Abstract

Limited data exist exploring the relationship between multispecialty surgical collaboration and outcomes in general thoracic surgery. To address this, the Nationwide Inpatient Sample (NIS) was analyzed to determine whether the presence of an on-site cardiac surgery program is associated with improved general thoracic surgery outcomes. The NIS (1999-2008) was utilized to identify 389,959 patients who had a lobectomy, pneumonectomy, or esophagectomy. Short-term outcomes of patients undergoing these procedures were compared between hospitals with and without an on-site cardiac surgery program. Univariate and multivariate analyses were performed to determine patient and hospital predictors of mortality and morbidity.

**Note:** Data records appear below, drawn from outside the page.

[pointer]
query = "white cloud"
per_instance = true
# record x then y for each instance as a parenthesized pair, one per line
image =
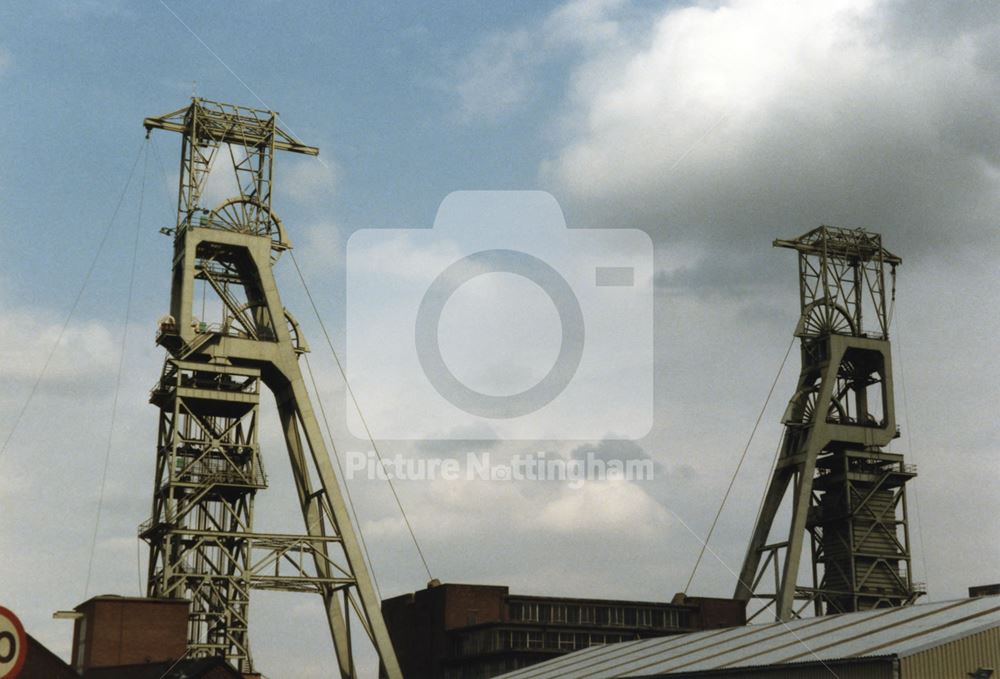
(501, 75)
(309, 181)
(87, 348)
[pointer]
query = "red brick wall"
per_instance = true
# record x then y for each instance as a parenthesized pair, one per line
(121, 631)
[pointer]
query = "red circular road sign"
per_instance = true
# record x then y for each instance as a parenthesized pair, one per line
(13, 644)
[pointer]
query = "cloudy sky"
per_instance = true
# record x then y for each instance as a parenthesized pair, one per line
(713, 127)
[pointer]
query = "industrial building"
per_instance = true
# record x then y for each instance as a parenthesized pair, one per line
(945, 640)
(458, 631)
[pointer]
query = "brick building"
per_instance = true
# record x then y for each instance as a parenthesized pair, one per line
(454, 631)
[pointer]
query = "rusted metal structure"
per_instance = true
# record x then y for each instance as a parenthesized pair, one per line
(847, 492)
(208, 463)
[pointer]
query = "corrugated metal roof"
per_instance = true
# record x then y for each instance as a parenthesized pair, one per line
(898, 632)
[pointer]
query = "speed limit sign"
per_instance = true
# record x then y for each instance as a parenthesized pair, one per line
(13, 644)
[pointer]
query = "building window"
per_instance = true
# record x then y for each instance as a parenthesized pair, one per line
(535, 640)
(616, 615)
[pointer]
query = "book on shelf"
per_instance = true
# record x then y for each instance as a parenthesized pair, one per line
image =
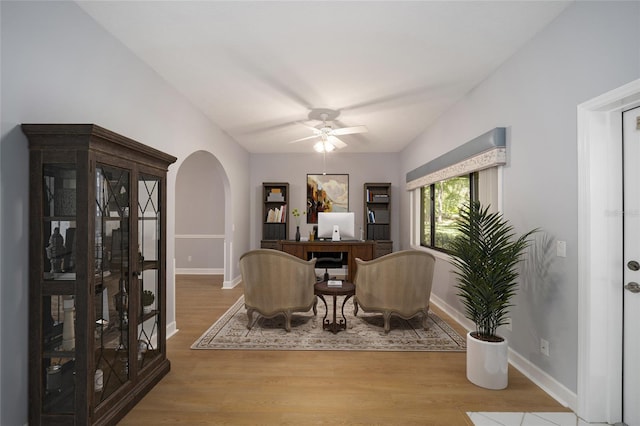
(277, 214)
(334, 283)
(381, 197)
(382, 216)
(275, 198)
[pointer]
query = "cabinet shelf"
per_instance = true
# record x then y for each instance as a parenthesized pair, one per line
(278, 210)
(377, 216)
(97, 209)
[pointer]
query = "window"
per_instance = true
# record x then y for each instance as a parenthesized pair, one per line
(440, 205)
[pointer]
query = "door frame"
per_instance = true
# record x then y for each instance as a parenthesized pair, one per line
(600, 256)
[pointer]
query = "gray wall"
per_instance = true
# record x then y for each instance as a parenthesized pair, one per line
(58, 66)
(591, 48)
(293, 168)
(200, 209)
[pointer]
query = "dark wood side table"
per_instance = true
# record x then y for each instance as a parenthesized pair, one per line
(322, 289)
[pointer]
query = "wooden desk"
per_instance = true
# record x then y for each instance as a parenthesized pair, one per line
(365, 250)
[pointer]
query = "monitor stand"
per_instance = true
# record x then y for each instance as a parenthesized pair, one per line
(336, 233)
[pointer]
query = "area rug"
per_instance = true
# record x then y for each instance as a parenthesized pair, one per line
(364, 332)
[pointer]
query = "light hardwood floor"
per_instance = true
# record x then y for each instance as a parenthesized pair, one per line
(208, 387)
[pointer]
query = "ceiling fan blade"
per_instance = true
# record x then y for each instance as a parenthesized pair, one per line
(310, 127)
(304, 139)
(337, 142)
(350, 130)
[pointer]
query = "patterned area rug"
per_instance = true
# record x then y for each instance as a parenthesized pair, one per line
(364, 332)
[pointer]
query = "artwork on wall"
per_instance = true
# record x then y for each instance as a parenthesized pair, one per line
(326, 193)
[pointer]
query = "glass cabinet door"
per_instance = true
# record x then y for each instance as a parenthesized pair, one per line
(112, 286)
(149, 237)
(58, 279)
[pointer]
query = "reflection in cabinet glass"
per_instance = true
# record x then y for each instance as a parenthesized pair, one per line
(97, 256)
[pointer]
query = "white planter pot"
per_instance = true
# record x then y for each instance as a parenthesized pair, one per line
(487, 363)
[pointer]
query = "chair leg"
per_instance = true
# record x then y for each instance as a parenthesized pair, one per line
(287, 321)
(387, 321)
(425, 320)
(250, 316)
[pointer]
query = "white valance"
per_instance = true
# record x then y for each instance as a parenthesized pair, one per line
(485, 151)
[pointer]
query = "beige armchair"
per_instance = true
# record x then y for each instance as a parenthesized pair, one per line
(277, 283)
(398, 283)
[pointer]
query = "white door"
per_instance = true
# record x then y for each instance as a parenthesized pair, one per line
(631, 351)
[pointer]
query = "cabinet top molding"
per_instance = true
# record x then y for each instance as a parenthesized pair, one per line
(90, 136)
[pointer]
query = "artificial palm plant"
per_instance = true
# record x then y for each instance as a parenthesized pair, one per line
(486, 254)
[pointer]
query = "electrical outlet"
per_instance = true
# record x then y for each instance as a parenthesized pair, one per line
(561, 248)
(544, 347)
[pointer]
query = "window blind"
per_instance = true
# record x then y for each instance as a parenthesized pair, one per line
(485, 151)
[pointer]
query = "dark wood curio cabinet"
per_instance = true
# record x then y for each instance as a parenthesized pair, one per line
(97, 273)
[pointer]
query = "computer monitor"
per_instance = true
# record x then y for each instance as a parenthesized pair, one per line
(344, 221)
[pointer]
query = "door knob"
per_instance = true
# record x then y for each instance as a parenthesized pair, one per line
(633, 287)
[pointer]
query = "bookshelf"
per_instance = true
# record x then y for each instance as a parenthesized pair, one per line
(275, 210)
(377, 216)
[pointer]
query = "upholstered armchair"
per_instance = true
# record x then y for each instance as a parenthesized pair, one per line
(277, 283)
(395, 284)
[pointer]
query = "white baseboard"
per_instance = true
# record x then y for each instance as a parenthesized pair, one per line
(227, 285)
(543, 380)
(199, 271)
(172, 328)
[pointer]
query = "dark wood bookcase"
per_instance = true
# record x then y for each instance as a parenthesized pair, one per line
(97, 243)
(275, 211)
(377, 216)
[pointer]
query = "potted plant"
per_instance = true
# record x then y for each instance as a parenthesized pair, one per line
(147, 300)
(296, 214)
(486, 254)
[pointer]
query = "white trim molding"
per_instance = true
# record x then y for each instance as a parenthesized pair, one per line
(600, 242)
(491, 158)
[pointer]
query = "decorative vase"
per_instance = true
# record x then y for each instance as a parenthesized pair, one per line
(487, 363)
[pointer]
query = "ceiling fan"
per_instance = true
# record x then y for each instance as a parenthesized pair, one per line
(327, 134)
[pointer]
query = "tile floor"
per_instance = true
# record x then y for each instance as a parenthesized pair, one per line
(527, 419)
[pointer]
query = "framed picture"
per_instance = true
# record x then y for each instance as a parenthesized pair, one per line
(326, 193)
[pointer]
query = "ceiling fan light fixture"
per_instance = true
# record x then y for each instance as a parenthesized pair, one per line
(323, 146)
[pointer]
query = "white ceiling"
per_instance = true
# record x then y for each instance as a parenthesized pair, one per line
(256, 69)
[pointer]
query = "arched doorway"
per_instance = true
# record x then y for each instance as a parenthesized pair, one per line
(201, 240)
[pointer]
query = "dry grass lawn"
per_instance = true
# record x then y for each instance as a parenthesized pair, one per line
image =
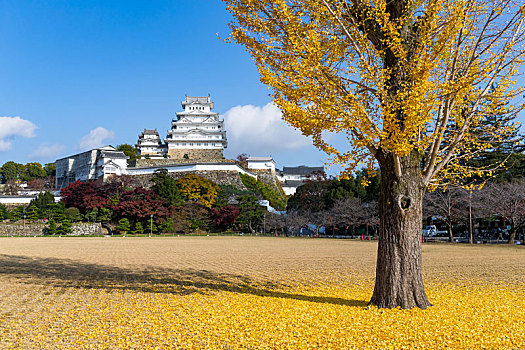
(249, 292)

During the study period, patients undergoing lobectomy (n = 314,130), pneumonectomy (n = 34,860), or esophagectomy (n = 40,969) were identified. Univariate analysis demonstrated lower mortality for lobectomy (P < 0.001) and esophagectomy (P < 0.001) but not pneumonectomy (P = 0.344) in hospitals with a cardiac surgery program. All-cause morbidity was significantly lower for all 3 procedures in hospitals with a cardiac surgery program. However, multivariate analysis demonstrated that a cardiac surgery program was not an independent predictor when adjusted for known confounders, particularly procedure volume and hospital academic teaching status. The presence of an on-site cardiac surgery program is not in and of itself associated with improved general thoracic surgery outcomes. The presence of a cardiac surgery program is likely a surrogate for other known predictors of improved outcomes such as hospital teaching status and procedure volume.